MIT/Amsterdam Institute for Advanced Metropolitan Solutions

There's a fleet of autonomous, shape-shifting robotic boats -- "roboats" -- in a 4-foot-deep swimming pool in Amsterdam. They aren't practicing their backstroke, but rather a new way of navigating the city's winding canal systems as part of an ongoing project between MIT and the Amsterdam Institute for Advanced Metropolitan Solutions, aka the AMS Institute. 

Researchers have equipped the roboats with sensors, GPS setups, cameras, thrusters, microcontrollers and the ability to latch onto each other -- allowing them to Tetris themselves into efficient configurations while avoiding collision. 

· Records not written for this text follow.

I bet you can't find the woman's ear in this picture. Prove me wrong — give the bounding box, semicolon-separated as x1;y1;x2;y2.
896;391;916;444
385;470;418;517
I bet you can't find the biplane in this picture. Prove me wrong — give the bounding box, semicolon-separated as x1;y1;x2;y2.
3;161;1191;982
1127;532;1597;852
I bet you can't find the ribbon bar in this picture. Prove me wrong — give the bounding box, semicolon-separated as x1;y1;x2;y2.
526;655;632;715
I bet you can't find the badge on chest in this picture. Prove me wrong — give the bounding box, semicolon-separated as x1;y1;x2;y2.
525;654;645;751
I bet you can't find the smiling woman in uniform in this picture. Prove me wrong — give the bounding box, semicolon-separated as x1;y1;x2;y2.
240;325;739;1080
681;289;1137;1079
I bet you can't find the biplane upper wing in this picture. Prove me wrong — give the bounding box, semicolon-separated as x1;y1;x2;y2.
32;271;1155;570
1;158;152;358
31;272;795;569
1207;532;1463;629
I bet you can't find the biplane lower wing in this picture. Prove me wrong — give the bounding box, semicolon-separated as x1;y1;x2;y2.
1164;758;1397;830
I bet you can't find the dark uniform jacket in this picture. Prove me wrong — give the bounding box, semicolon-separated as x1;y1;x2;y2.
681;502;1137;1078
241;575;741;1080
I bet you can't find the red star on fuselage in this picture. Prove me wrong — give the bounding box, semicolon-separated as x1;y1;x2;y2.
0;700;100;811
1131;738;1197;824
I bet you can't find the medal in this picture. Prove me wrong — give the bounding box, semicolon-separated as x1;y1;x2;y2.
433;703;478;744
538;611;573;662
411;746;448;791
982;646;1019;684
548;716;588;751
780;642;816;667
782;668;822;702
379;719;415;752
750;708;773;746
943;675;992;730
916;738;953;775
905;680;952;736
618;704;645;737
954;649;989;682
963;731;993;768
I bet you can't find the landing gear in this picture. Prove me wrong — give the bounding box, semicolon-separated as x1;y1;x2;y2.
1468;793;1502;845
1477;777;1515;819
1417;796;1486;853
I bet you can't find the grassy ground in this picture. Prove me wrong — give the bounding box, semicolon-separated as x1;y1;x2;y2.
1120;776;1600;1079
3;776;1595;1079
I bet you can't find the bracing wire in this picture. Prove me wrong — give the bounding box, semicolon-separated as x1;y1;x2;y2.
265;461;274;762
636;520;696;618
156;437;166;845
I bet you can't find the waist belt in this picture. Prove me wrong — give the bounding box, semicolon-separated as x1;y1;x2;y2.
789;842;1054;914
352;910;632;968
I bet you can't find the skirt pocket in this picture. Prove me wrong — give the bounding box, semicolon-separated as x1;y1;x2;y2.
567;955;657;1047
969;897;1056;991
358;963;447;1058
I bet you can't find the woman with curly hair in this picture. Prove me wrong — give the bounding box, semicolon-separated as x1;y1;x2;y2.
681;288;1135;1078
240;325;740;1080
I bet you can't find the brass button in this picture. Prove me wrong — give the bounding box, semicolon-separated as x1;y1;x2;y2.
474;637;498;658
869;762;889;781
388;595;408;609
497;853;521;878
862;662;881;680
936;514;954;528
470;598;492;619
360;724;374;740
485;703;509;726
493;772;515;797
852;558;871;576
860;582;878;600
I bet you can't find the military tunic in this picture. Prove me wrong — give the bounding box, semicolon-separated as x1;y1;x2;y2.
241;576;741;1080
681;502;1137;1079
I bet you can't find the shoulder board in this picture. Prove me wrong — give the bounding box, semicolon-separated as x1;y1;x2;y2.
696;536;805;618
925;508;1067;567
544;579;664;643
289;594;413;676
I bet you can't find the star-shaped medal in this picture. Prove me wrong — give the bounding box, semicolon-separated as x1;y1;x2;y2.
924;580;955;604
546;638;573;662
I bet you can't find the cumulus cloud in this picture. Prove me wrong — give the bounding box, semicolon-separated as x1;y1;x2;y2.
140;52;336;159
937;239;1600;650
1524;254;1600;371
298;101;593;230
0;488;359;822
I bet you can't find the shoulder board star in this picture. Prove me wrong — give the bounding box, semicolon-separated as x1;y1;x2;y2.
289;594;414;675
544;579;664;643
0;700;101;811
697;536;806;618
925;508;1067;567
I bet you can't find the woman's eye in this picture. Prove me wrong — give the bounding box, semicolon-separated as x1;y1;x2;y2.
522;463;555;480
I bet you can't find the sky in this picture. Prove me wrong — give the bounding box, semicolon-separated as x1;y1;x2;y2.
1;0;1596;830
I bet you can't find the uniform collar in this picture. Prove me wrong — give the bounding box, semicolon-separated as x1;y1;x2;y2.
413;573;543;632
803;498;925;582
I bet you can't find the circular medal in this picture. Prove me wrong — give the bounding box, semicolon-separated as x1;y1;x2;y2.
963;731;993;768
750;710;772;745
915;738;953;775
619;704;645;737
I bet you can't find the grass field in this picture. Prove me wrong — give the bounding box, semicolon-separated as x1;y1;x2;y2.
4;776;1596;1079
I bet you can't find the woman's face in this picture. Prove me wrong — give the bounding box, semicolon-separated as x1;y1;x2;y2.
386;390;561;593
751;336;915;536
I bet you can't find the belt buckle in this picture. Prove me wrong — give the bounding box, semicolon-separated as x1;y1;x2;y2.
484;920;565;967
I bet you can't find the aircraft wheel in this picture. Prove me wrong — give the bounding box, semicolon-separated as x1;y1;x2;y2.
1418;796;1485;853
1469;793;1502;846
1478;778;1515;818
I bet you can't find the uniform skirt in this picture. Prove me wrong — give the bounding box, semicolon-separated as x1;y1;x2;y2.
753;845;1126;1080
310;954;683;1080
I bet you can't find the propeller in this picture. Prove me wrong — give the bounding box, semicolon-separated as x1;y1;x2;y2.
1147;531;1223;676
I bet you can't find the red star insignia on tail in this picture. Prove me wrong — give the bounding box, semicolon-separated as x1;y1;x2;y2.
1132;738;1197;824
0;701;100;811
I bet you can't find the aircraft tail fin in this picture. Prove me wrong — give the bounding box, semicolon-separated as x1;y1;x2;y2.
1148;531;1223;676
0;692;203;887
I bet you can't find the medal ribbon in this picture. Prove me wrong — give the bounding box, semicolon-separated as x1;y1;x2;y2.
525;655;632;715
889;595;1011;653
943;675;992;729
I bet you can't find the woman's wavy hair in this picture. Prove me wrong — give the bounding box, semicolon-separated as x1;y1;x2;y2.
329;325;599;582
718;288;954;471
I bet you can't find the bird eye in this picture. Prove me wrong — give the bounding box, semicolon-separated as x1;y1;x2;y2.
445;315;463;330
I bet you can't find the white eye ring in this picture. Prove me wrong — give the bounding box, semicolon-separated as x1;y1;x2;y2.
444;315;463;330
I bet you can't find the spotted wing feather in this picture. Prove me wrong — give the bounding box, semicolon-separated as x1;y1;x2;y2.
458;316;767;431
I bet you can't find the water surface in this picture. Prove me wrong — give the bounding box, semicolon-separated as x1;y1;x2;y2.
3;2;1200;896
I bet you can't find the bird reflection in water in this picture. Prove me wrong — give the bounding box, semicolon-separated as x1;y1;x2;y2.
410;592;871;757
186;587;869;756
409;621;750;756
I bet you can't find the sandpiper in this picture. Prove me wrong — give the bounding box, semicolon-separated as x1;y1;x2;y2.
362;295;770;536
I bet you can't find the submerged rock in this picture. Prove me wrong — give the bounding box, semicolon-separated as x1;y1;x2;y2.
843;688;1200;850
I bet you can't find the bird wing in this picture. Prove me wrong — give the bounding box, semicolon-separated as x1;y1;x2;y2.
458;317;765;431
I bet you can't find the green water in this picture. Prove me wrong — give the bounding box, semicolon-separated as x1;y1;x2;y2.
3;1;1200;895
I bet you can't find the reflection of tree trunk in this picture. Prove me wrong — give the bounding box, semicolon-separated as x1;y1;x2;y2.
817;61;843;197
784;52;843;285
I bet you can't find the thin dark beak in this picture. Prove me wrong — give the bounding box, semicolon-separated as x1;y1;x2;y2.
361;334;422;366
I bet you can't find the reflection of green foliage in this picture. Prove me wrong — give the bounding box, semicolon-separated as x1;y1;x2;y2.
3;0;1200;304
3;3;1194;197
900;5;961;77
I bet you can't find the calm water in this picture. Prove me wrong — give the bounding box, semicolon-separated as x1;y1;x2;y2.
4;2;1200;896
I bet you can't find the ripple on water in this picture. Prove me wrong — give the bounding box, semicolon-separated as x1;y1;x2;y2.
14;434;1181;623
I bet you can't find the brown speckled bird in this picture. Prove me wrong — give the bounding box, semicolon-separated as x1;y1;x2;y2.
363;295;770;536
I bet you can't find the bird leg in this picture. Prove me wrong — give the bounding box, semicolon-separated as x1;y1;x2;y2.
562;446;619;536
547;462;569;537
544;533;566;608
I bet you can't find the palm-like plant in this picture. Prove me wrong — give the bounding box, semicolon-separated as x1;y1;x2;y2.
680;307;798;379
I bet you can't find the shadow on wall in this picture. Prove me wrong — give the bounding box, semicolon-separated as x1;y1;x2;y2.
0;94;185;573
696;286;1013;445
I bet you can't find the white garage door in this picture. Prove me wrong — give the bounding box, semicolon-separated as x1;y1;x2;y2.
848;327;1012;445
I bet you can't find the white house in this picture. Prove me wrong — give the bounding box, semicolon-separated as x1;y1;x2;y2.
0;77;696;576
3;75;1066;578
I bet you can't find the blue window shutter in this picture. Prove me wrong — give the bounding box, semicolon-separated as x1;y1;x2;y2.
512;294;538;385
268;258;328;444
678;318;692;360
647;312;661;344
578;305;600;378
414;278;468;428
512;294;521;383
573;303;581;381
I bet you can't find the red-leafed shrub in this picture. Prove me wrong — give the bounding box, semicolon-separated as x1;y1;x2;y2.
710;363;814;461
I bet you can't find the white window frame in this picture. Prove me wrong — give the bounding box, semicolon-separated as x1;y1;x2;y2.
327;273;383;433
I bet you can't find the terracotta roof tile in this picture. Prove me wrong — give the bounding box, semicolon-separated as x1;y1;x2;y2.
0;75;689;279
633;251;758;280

MIT/Amsterdam Institute for Advanced Metropolitan Solutions

"We've enabled the roboats to now make and break connections with other roboats, with hopes of moving activities on the streets of Amsterdam to the water," MIT professor Daniela Rus said in a statement. 

The roboats could form pop-up bridges over the canal if people or things need to get to the other side, Rus added, or pop-up platforms to host food and flower markets through the city.

MIT/Amsterdam Institute for Advanced Metropolitan Solutions

The researchers' goal next year is to create a bridge across a 60-meter canal in the city's center, which they say would be the world's first bridge comprised of an autonomous fleet.